Overstaffed Company

Time Limit: 10 Seconds       Memory Limit: 32768 KB

Incredible Crazily Progressing Company (ICPC) is facing the problem of overstaffing. It contains several departments and each department may also have underlying departments. Each department may have some managers. Today, the leading manager of the company wants to reduce the stafftrimmer. However, he doesn't know which department has most redundant managers. He needs you to find the number of underlying departments that have more managers than that department for each department.

Input

The first line of each test case contains a positive integer n not exceeding 50000, indicating the number of departments that number from 0 to n - 1. The next line contains n - 1 integers, the i-th of which indicates the i-th department's superior department and is less than i. Note that all the departments except the zeroth has a superior department and they are all the zeroth one's underlying departments. The third line contains n integers not exceeding 1000000, indicating the number of managers of each department.

Output

Output n integers in a line indicating the number of underlying departments that have more managers than that department in the order according to the department number.

Sample Input


6
0 0 1 2 2
10 7 4 8 5 12



Sample Output



1 1 2 0 0 0



Hint: Department 5 has more managers than Department 0. Department 3 has more managers than Department 1. Department 4 and 5 have more managers than Department 2.

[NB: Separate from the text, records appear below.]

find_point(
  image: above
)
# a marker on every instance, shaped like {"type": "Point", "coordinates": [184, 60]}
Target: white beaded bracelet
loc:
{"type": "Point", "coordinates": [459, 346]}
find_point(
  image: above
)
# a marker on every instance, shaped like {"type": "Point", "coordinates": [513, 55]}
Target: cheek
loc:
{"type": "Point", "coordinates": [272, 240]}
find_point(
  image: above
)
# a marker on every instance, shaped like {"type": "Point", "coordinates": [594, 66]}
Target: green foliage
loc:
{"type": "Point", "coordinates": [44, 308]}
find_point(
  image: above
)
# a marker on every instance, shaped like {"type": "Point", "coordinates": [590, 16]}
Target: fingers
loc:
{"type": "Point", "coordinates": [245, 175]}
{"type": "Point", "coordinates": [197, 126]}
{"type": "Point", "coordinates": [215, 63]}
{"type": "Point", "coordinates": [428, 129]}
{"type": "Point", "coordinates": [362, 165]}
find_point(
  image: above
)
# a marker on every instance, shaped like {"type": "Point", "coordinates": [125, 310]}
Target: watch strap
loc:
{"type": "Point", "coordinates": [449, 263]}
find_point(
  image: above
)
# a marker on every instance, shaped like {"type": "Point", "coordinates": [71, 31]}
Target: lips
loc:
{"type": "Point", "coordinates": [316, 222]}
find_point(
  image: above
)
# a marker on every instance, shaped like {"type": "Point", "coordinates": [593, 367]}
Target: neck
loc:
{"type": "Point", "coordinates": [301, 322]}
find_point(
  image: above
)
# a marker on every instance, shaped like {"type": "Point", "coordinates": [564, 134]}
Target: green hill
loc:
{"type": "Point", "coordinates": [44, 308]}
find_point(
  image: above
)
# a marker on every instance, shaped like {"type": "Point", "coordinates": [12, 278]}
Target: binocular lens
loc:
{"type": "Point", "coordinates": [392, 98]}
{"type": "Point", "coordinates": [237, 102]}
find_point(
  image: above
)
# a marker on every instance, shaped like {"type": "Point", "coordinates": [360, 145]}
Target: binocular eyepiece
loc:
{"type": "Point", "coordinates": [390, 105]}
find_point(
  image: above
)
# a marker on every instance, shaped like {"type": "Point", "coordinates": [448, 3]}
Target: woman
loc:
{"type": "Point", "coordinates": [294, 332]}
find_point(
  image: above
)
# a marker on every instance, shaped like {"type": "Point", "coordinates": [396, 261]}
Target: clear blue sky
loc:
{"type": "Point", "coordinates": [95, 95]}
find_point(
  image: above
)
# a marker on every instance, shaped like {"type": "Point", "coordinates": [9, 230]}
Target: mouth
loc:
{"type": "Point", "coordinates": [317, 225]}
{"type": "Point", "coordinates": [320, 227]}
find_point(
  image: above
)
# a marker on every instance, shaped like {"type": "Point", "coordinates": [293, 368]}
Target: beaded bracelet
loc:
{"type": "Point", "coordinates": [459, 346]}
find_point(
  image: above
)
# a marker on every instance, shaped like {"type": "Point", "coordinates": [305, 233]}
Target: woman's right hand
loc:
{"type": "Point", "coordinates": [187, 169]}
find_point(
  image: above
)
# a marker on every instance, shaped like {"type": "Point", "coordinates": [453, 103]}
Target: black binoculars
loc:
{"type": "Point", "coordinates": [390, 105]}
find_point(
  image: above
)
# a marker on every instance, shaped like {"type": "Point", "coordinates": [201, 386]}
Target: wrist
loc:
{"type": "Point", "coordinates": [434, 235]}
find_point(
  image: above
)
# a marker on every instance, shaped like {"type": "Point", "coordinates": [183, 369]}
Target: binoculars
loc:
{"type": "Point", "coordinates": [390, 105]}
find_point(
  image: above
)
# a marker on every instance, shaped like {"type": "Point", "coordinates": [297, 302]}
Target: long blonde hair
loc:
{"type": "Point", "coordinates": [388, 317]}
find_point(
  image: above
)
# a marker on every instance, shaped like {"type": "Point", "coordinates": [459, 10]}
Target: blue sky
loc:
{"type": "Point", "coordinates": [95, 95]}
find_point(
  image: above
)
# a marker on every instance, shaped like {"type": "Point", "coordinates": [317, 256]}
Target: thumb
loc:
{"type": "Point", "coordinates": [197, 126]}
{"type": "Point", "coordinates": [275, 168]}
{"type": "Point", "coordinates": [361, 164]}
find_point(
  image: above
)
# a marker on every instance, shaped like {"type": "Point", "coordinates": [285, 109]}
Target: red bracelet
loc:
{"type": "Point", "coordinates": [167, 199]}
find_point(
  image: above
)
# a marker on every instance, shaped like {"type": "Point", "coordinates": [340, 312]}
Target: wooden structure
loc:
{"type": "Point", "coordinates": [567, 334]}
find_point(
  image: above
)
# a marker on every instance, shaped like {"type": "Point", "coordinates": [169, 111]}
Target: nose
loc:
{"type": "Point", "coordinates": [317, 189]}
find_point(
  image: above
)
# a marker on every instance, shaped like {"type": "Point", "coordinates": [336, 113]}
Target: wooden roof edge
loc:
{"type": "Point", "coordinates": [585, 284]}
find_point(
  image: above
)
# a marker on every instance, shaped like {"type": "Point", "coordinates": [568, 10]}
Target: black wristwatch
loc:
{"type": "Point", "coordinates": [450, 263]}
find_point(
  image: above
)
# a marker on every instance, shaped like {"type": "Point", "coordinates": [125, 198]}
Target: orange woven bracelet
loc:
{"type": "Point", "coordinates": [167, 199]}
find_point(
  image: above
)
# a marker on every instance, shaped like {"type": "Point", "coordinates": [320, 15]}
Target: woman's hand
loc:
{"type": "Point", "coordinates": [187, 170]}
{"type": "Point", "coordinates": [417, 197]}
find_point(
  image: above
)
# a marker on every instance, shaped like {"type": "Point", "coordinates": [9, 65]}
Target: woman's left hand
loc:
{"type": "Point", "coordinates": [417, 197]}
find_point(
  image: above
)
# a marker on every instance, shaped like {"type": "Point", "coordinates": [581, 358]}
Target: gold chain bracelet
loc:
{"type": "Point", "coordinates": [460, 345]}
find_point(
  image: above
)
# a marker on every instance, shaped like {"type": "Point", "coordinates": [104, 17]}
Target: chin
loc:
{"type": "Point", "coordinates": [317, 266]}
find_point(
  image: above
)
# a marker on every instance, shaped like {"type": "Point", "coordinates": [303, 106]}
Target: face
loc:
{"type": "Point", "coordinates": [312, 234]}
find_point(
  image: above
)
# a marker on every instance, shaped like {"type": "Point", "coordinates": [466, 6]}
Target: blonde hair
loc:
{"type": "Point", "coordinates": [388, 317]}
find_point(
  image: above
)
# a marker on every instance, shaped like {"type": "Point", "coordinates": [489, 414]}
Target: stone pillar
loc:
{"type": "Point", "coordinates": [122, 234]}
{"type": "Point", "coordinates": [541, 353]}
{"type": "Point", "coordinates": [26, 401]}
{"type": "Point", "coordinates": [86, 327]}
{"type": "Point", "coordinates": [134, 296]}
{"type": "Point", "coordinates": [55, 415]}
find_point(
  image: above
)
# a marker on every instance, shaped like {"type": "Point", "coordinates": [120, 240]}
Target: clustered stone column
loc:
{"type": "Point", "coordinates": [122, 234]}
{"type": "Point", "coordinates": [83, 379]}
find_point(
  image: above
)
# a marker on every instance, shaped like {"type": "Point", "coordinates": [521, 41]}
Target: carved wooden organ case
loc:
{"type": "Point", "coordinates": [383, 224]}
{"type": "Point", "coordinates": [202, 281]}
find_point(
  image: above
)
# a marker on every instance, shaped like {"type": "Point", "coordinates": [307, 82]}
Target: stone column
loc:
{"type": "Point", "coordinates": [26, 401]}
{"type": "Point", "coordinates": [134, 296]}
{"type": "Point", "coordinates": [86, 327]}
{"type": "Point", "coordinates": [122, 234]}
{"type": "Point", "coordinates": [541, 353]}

dfs序中用树状数组就可以搞定了,结果偶弱智,想了太多的用了主席树。。。 



#include<cstdio>
#include<cmath>
#include<vector>
#include<cstring>
#include<algorithm>
using namespace std;
typedef long long LL;
const int maxn = 50005;
int n, m, x, cnt[maxn], ans[maxn], tot;
vector<int> p[maxn];

struct ST
{
    #define maxn 1200005
    int L[maxn], R[maxn], n, m,  t, f[maxn], frist[maxn];
    void build(int x, int y)
    {
        t = n = x;    m = y;
        for (int i = 0; i <= n; i++)
        {
            L[i] = R[i] = f[i] = 0;
            frist[i] = i;
        }
    }
    int newnode()
    {
        ++t;
        L[t] = R[t] = f[t] = 0;
        return t;
    }
    void insert(int x, int y)
    {
        int bef = frist[x - 1], now = frist[x];
        int l = 0, r = m, mid;
        for (; l <= r;)
        {
            f[now] = f[bef] + 1;
            L[now] = L[bef];    R[now] = R[bef];
            if (l == r) break;
            mid = (l + r) >> 1;
            if (y <= mid)
            {
                r = mid;  L[now] = newnode();
                now = L[now];    bef = L[bef];
            }
            else
            {
                l = mid + 1; R[now] = newnode();
                now = R[now];    bef = R[bef];
            }
        }
    }
    int find(int bef, int now, int l, int r, int limit)
    {
        if (r <= limit) return f[now] - f[bef];
        int mid = (l + r) >> 1, ans = 0;
        ans += find(L[bef], L[now], l, mid, limit);
        if (limit > mid) ans += find(R[bef], R[now], mid + 1, r, limit);
        return ans;
    }
    int query(int l, int r, int limit)
    {
        int bef = frist[l - 1], now = frist[r];
        return find(bef, now, 0, m, limit);
    }
}st;

void dfs(int x)
{
    st.insert(++tot, cnt[x]);
    ans[x] = tot - st.query(1, tot, cnt[x]);
    for (int i = 0; i < p[x].size(); i++) dfs(p[x][i]);
    ans[x] = tot - st.query(1, tot, cnt[x]) - ans[x];
}

int main()
{
    while (scanf("%d", &n) != EOF)
    {
        for (int i = 0; i < n; i++) p[i].clear();
        for (int i = 1; i < n; i++)
        {
            scanf("%d", &x);
            p[x].push_back(i);
        }
        for (int i = tot = x = 0; i < n; i++) scanf("%d", &cnt[i]), x = max(x, cnt[i]);
        st.build(n, x);
        dfs(0);
        for (int i = 0; i < n; i++) printf("%s%d", i ? " " : "", ans[i]);
        putchar(10);
    }
    return 0;
}